By Tanner Smith
Continuing my series of Looking Back at 2010s Films, it’s the first of two Apatow productions to get a Best Original Screenplay Oscar nomination (the second being “The Big Sick”): “Bridesmaids!”
Let’s just forget about “Ghostbusters 2016” for now (or ever) and think back to a time when a film from director Paul Feig and starring Kristen Wiig would delight us and make us laugh. And here we have “Bridesmaids,” a comedy-drama about a woman who suffers a series of misfortunes after being asked to serve as maid of honor for her best friend.

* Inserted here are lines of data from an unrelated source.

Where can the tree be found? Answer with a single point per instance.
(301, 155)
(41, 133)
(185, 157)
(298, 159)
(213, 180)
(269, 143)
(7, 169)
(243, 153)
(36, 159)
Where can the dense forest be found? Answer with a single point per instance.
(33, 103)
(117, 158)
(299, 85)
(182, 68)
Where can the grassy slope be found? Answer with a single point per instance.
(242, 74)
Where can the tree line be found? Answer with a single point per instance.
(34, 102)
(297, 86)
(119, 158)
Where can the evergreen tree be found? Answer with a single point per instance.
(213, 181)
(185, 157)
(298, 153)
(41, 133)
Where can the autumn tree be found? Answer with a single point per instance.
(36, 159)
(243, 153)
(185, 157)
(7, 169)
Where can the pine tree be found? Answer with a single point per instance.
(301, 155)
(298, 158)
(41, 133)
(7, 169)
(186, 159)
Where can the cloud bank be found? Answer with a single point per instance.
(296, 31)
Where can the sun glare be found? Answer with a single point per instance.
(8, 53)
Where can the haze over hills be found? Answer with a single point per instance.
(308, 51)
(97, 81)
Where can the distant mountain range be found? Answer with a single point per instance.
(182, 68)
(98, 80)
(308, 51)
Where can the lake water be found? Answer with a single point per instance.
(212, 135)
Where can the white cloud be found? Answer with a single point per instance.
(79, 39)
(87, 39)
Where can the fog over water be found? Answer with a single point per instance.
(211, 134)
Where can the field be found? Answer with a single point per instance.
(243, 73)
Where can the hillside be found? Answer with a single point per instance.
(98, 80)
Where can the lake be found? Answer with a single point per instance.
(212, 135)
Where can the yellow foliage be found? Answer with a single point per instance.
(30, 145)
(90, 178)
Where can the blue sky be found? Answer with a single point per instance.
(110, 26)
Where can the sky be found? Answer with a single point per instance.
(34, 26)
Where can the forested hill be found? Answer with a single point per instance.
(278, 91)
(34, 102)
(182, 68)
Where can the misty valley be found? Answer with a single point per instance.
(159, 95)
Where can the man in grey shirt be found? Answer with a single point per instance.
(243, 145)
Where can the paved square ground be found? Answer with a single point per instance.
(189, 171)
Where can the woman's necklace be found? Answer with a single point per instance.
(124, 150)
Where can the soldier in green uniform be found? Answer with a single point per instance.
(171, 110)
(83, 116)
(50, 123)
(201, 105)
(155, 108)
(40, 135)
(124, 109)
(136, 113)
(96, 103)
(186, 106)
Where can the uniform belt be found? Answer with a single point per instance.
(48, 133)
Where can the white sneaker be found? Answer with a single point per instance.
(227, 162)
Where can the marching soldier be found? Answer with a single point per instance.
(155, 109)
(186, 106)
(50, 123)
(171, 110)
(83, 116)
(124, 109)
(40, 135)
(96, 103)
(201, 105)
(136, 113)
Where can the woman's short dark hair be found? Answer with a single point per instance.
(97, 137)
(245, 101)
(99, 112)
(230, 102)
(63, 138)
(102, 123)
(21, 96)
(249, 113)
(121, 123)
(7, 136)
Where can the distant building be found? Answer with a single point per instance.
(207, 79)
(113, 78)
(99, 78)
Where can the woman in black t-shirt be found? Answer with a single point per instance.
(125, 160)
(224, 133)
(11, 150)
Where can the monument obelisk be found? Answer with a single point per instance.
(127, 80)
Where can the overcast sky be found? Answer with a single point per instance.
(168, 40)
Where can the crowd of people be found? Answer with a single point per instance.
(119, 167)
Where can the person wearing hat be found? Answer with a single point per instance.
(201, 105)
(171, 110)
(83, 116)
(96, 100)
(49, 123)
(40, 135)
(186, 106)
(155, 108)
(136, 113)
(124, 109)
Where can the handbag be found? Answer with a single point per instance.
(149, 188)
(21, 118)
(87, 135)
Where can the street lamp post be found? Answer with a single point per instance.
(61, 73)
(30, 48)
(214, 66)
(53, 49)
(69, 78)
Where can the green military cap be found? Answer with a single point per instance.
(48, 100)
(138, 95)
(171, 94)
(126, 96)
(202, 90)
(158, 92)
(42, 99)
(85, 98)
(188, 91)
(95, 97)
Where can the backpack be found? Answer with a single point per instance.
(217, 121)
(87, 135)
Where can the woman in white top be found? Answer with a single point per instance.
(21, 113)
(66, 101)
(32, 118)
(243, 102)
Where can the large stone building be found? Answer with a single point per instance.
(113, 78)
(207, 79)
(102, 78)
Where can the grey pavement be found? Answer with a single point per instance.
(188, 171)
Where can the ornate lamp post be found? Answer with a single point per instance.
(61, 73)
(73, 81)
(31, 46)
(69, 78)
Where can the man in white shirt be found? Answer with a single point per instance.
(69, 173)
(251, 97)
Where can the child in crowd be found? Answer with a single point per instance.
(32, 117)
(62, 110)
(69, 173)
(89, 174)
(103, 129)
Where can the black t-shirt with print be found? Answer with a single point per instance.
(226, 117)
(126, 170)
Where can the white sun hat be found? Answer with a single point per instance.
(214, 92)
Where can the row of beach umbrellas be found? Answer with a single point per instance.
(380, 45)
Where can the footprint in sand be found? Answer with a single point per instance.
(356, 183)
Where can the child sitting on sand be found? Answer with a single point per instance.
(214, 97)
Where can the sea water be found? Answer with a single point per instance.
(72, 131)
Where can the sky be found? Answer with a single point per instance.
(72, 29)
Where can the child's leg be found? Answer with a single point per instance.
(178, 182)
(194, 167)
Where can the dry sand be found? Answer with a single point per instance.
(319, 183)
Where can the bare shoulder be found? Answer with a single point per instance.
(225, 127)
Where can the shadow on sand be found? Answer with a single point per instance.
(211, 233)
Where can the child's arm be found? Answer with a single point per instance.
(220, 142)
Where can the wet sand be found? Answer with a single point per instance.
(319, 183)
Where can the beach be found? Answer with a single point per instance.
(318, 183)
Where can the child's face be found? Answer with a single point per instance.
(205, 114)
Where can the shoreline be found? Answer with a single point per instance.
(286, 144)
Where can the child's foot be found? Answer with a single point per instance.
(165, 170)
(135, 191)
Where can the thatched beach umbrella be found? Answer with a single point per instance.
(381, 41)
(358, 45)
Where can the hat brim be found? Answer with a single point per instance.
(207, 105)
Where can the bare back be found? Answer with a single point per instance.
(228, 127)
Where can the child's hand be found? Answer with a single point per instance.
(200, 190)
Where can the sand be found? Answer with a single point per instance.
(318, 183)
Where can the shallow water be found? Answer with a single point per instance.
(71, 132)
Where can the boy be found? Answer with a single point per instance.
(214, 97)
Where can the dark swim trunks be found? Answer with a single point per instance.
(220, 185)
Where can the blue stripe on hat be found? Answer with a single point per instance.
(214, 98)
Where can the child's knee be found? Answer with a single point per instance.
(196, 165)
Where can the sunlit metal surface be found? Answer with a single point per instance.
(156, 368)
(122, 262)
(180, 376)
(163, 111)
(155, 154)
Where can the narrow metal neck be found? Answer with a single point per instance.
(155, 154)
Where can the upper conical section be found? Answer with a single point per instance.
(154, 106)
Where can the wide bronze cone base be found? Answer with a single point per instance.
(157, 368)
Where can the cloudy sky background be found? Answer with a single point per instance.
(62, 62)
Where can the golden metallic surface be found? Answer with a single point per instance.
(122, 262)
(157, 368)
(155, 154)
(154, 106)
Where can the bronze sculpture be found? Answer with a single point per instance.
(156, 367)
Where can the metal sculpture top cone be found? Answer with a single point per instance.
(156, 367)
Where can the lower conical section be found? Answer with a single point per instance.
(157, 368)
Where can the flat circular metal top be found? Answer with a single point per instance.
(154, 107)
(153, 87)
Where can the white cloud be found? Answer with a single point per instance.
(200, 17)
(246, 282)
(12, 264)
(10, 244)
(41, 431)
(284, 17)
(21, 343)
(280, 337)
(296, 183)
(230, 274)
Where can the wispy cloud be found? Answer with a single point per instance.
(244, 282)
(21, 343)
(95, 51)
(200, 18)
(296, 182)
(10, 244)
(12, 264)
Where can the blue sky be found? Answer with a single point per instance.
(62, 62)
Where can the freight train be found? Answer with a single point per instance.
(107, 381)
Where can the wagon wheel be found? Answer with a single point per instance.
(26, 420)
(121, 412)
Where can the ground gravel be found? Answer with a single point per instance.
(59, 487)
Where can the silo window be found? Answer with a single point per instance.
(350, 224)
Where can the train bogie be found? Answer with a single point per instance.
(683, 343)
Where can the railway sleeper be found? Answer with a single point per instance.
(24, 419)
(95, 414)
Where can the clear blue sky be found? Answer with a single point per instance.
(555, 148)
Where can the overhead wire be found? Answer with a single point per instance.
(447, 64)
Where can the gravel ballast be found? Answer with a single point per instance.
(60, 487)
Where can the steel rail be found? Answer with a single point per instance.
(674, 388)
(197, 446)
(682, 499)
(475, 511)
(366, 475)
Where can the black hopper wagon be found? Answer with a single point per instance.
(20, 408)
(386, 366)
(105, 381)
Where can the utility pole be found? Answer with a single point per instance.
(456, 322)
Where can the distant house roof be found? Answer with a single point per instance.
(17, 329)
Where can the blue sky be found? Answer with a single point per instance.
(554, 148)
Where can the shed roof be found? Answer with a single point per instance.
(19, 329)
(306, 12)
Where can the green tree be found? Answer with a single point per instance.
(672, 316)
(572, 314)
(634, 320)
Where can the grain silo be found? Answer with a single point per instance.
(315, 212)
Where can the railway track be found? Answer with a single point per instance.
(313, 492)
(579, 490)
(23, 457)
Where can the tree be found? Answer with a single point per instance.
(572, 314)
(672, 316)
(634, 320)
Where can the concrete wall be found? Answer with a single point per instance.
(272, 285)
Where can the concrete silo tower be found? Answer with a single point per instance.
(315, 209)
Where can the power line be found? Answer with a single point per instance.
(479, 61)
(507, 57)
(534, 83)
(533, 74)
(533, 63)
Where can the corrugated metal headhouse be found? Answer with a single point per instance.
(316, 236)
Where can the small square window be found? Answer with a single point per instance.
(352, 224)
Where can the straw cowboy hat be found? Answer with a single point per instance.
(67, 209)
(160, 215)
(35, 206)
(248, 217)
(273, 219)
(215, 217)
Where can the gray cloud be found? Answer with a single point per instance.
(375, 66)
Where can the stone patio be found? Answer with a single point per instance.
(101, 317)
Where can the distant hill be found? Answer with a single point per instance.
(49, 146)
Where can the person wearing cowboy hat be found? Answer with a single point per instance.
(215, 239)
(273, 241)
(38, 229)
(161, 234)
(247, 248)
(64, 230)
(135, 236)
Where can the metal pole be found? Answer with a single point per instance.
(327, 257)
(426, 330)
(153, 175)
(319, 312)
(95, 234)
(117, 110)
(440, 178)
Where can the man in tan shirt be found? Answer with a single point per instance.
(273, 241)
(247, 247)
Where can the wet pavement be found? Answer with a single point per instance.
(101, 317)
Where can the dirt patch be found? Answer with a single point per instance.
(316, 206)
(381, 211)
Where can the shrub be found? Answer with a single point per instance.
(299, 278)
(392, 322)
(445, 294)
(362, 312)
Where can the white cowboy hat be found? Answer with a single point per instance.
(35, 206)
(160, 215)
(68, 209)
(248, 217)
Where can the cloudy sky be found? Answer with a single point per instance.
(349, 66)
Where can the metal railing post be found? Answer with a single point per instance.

I didn’t see this one in a theater. Having seen Wiig on “SNL” and only a couple movies at the time, she was very hit-or-miss for me. And the trailer didn’t look promising–it made the movie look pretty lame. But when I did catch the flick on DVD, it actually turned out to be pretty engaging. Wiig was hilarious (I think I liked her act even more after seeing this film), the whole cast was funny, the writing was sharp, and there was actually something more to it than comedy, to my surprise.
Why is it that so many good comedies have the worst trailers? (I didn’t want to see “Long Shot” based on its trailer either and that film was pretty good too.)
The Oscar-nominated script for “Bridesmaids” was co-written by Wiig and Annie Mumolo (who also acted as the paranoid airplane coach passenger). What I really like about Judd Apatow’s productions is that they give actors a chance to write their own stories (such as Steve Carell for “The 40-Year-Old Virgin,” just about every Seth Rogen screenplay, Jason Segel for “Forgetting Sarah Marshall,” Amy Schumer for “Trainwreck,” and of course Kumail Nanjiani and Emily Gordon for “The Big Sick”). It’s a very effective way of saying, “I can’t get the right role for me, I’ll write the right role for me.” Kristen Wiig is really good here, playing a neurotic woman on the verge of a nervous breakdown due to the fear that she’s losing her best friend, which is the one thing she feels she has left in life. Sometimes it’s funny, sometimes it’s sweet, sometimes it’s bittersweet, sometimes it’s pathetic, and it’s always convincing.
Maya Rudolph is also good as her buddy who’s getting married, Rose Byrne is wonderful as the passive-aggressive Helen who threatens to steal Wiig’s “thunder” with her assertiveness, and of course…Melissa McCarthy. This was the movie that made Melissa McCarthy a household name and even gained her her first Oscar nomination, playing Megan, the wild card of the bunch of bridesmaids. I could blame this movie for giving birth to the typical McCarthy role that I usually can’t stand, but she’s just so damn funny here–maybe she had more of a filter here or she just trusted the writing enough to simply go with it instead of try to go beyond it.
OK, so the movie has funny people. But what about funny sequences? Oh yeah–this movie has plenty of those! Critics scoffed at the “bridal shop/food poisoning” scene; I thought it was so outrageous that it had to be hilarious, and I know I’m not alone. The plane scene? It displays some of Wiig’s funnier moments of her career, and I love McCarthy’s persistence toward a passenger she knows for sure is an Air Marshall. The bit where Wiig and Byrne desperately try to get Chris O’Dowd’s Irish cop’s attention? YES!
Speaking of which, I know a lot of people don’t really care for the Chris O’Dowd character and his relationship with Wiig, but I thought it was sweet enough. Who I could’ve done without were Rebel Wilson and Matt Lucas as Wiig’s odd British roommates who never got a single laugh out of me.
Oh, and Jon Hamm is also in this movie, playing a “himbo” Wiig often has fun with. This movie’s a little overloaded with wacky characters–some work, some don’t…I can’t say Hamm’s doesn’t work.
But there’s more to “Bridesmaids” than zany comedy. We also get a smart, convincing, very effective view on female friendship and competition–we see how the friendship could continue between Wiig and Rudolph after what they’ve been through together, we get a great deal of class-consciousness between Wiig and Byrne’s little feud, and there are great insights of companionship between the other bridesmaids, including when a tired mother/housewife (Wendi McLendon-Covey) gives advice to a newlywed (Ellie Kemper). And sometimes, even that can be a little funny.
Pretty good stuff here. “Help me, I’m poor.”